10 thoughts on “Dilma e o aborto

  1. Eu também cobrei post, porque achei que você já tinha terminado o seu trabalho na campanha. Que bom que o pessoal aí ainda está atento para o segundo turno.

    Concordo com muita coisa do que você falou, mas também acho necessária a fase atual, não para afirmar o que Lula fez, mas para mostrar o que Serra e Fernando Henrique não fizeram.

    De minha parte, também vou pra rua nos próximos dias, porque ninguém ganha eleição mandando mensagem na internet.

  2. Muito bem posto, meu amigo, críticas no tom adequado, que tomara sejam ouvidas e retomem o prumo não diria que de todo perdido, mas meio. E agora termine logo esse panfleto e venho logo tomar os chopes cá no Rio, que já estou cansado de lhe aporrinhar com a minha ladainha, hehe.

  3. Muito boa a reflexão, assino embaixo.
    Quem sabe, sabe de campanha – e você sabe muito!
    Só hoje já ganhei dois votos, penso que é por aí…

  4. O Rafael foi comedido. Apesar de eleitor de Dilma não posso deixar de reconhecer que a propaganda de Serra é melhor no segundo turno. Mas faltam duas semanas e ainda há tempo para melhorar.

  5. Roberson, não sei se foi pela competência da propaganda, mas o Serra convenceu até Hélio Bicudo, fundador do PT.

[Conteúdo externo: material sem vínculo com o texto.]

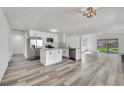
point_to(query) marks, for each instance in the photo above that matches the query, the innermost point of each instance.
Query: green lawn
(112, 50)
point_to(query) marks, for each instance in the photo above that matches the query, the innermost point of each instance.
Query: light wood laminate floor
(68, 72)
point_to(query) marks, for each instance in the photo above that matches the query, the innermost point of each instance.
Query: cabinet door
(49, 57)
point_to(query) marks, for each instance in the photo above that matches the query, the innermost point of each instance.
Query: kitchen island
(50, 56)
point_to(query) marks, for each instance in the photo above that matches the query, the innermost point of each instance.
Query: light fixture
(89, 12)
(54, 30)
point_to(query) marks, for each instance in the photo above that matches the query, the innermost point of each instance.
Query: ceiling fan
(86, 11)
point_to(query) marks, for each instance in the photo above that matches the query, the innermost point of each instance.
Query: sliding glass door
(107, 45)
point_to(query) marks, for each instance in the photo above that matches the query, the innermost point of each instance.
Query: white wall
(73, 41)
(92, 40)
(18, 42)
(5, 51)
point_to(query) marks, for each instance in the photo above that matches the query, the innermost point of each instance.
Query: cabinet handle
(59, 52)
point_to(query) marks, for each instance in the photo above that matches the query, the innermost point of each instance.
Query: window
(107, 45)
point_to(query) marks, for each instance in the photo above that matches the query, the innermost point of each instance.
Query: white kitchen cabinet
(50, 56)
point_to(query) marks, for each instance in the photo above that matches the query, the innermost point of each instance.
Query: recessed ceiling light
(54, 30)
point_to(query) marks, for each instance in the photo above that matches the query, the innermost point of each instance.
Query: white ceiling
(66, 19)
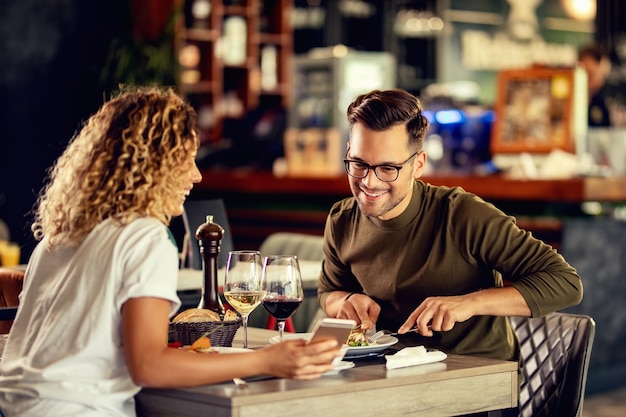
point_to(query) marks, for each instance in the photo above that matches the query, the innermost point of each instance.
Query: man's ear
(420, 164)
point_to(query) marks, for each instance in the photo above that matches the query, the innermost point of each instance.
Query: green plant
(136, 60)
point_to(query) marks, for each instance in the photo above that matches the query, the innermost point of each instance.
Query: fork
(382, 333)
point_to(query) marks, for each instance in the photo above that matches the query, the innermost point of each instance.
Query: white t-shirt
(64, 353)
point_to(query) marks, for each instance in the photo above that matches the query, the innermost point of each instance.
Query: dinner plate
(364, 351)
(352, 352)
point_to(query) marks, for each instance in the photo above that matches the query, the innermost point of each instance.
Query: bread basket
(221, 333)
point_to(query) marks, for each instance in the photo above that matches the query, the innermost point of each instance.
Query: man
(597, 64)
(402, 254)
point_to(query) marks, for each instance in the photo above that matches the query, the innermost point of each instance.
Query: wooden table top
(457, 385)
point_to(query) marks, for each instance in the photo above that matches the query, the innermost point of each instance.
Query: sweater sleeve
(543, 277)
(335, 275)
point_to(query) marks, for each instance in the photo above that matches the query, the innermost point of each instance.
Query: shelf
(236, 81)
(488, 187)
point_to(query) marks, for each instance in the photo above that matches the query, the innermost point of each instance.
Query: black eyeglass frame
(397, 167)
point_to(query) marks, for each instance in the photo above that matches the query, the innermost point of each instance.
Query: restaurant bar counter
(458, 385)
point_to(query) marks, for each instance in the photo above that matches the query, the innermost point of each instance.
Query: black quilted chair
(555, 358)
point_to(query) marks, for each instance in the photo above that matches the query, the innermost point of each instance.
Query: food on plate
(357, 338)
(201, 343)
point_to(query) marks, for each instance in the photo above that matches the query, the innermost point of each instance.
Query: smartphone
(338, 328)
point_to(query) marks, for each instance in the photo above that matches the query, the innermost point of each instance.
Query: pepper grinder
(210, 236)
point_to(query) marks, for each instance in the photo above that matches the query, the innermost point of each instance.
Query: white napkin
(411, 356)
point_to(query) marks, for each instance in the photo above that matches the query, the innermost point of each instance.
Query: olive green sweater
(447, 242)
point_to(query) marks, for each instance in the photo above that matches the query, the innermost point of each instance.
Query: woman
(100, 286)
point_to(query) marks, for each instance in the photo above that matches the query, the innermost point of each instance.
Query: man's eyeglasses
(385, 172)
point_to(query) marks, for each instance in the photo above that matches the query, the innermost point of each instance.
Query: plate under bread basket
(222, 332)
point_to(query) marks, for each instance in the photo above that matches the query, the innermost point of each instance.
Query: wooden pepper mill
(210, 236)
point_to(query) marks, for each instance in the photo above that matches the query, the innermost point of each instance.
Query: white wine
(244, 301)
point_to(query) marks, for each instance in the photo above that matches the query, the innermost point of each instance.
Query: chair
(305, 247)
(555, 352)
(194, 215)
(11, 281)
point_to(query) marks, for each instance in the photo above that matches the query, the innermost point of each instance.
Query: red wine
(281, 308)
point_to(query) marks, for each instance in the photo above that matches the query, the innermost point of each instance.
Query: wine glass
(282, 286)
(242, 286)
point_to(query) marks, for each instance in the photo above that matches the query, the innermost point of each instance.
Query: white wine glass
(282, 287)
(242, 285)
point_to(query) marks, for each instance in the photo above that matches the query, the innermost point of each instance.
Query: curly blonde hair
(125, 162)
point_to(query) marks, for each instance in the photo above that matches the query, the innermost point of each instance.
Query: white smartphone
(338, 328)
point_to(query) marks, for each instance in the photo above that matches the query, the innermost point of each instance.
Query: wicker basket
(222, 332)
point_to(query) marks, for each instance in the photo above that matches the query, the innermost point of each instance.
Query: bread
(230, 315)
(195, 315)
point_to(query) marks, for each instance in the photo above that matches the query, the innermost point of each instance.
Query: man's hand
(360, 308)
(439, 314)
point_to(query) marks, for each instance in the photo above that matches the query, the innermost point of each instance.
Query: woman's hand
(298, 359)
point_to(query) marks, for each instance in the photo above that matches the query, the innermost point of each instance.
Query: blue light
(447, 117)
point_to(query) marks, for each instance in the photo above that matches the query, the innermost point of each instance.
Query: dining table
(457, 385)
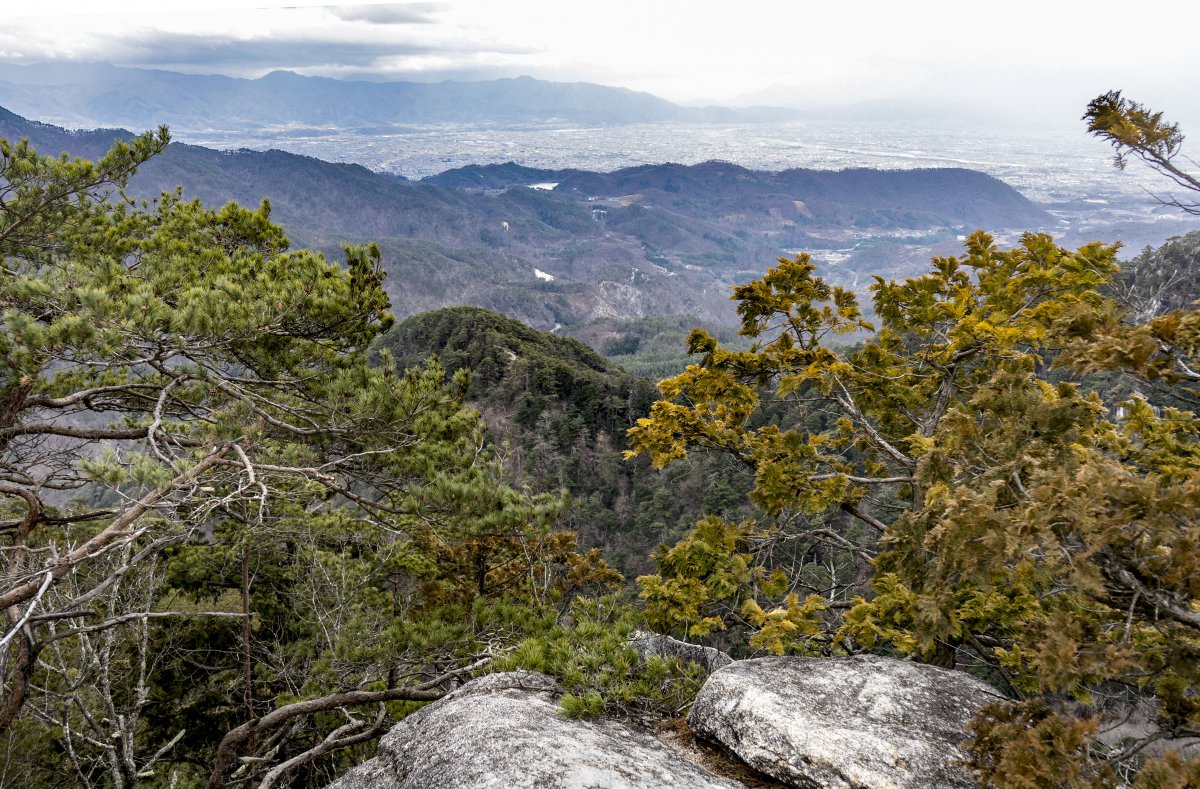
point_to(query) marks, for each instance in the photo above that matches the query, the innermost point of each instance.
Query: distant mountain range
(598, 248)
(89, 95)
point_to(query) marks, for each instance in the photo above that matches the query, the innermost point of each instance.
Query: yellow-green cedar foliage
(1024, 523)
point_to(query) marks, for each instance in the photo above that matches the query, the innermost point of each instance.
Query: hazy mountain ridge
(600, 248)
(97, 94)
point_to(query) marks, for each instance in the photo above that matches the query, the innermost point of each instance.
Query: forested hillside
(559, 414)
(591, 256)
(249, 519)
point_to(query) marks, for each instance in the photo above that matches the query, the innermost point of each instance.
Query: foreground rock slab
(507, 730)
(861, 722)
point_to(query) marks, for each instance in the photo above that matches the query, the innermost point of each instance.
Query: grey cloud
(393, 13)
(295, 50)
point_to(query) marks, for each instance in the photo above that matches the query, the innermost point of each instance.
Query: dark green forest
(251, 519)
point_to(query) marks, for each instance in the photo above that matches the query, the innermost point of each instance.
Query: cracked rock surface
(505, 730)
(862, 722)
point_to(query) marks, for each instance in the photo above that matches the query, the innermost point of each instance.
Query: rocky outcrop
(505, 730)
(707, 657)
(861, 722)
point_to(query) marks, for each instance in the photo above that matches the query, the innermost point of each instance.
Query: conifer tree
(1024, 524)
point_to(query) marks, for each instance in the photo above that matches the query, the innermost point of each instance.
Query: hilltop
(598, 250)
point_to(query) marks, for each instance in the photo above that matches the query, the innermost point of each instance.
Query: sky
(1038, 61)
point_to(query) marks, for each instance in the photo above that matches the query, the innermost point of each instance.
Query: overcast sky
(1044, 59)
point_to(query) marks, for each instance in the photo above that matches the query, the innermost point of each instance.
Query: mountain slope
(601, 248)
(99, 94)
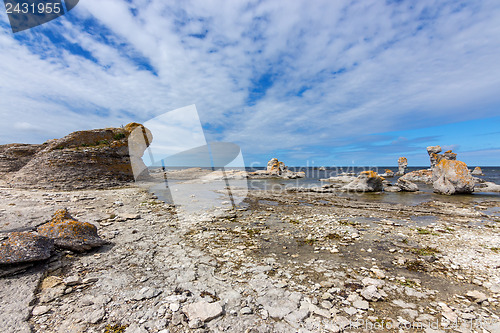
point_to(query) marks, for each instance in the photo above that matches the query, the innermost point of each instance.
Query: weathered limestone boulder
(449, 155)
(22, 247)
(70, 234)
(276, 168)
(422, 176)
(452, 177)
(487, 187)
(477, 172)
(406, 185)
(84, 159)
(16, 155)
(402, 165)
(367, 181)
(433, 151)
(387, 173)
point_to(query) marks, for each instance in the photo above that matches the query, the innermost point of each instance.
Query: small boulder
(452, 177)
(367, 181)
(423, 176)
(477, 172)
(25, 247)
(406, 185)
(71, 234)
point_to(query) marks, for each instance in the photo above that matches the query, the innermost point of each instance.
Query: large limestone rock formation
(402, 165)
(433, 151)
(68, 233)
(367, 181)
(85, 159)
(452, 177)
(274, 169)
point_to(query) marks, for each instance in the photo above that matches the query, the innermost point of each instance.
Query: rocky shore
(82, 249)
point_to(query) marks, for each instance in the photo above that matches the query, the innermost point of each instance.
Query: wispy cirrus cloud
(273, 78)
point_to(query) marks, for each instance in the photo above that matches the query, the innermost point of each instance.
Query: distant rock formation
(85, 159)
(477, 172)
(16, 155)
(406, 185)
(452, 177)
(367, 181)
(276, 169)
(402, 165)
(70, 234)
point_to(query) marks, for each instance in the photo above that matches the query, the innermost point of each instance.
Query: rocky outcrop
(71, 234)
(477, 172)
(276, 169)
(16, 155)
(22, 247)
(433, 151)
(367, 181)
(422, 176)
(86, 159)
(406, 185)
(452, 177)
(487, 187)
(402, 165)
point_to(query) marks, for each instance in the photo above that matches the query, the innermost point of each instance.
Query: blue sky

    “Eu voto no Serra no segundo turno. Com Dilma, teremos um sistema mexicano de continuísmo”…. “Se nós deixarmos a candidata Dilma ganhar nós vamos ter aqui no Brasil, ainda que se diga que não, um sistema mexicano. Um partido comandando o País durante 40, 50, 60, 70 anos, com todo esse passado de corrupção, que vai aumentando em cada momento em que esse mandato se torna maior”… “o continuísmo” do PT na presidência por mais de oito anos “não é democrático”. “A alternância de poder é uma característica da democracia”.

  6. O tucanos são engraçados: aquí no estado de SP, onde já somam 16 anos no poder (eu diria até mais, pois, desde o Franco Montoro – com Serra como secretário da Finanças – é sempre a mesma turminha) não se fala em México, não se fala que “a alternância de poder é uma característica da democracia”.

  7. É Victor, essa é uma boa pergunta. Mas coerência nunca foi um atributo muito forte no meio político (o que não invalida a afirmação, visto que eu, votando no Lula, no primeiro mandato, ou em outros candidatos, daí em diante, sempre defendi a alternância.).

  8. Ô rafael, não foi uma “cobrança”, rapaz! Primeiro porque vc não me deve nada; seggundo porque sei do teu envolvimento com o Deda aí em Sergipe. (Aliás, parabéns pela vitória de primeira …).
    Apenas senti falta de tua verve ferina na campanha nacional na qual tantos blogueiros estavam envolvidos.

    Nada contra o justo repouso do guerreiro …

    Quaanto à falta de ’emoção’ não credito isso à direção da campanha. Não é a da Dilma, mesmo…
    Acho até que foi o CElso de barros no npto que fez uma definição ótima dela: guerrilheira nerd!

    Panfletei e bandeirei muito aqui no rio e só agora , no final do segundo turno, é que a coisa começou a esquentar. Ainda assim não chegou à metade da empolgação de heróicas campanhas de outrora. (e,confesso, eu mesmo já briguei com muito mais garra …)
    Enfim, amanhã é o dia, vamos ver o bicho que dá.

    To confiante

    Abraço

  9. Helio,

    Quase imediatamente depois do post, talvez até antes dele ser publicado, os programas da Dilma acertaram o tom. Ficaram excelentes, com tudo na medida certa.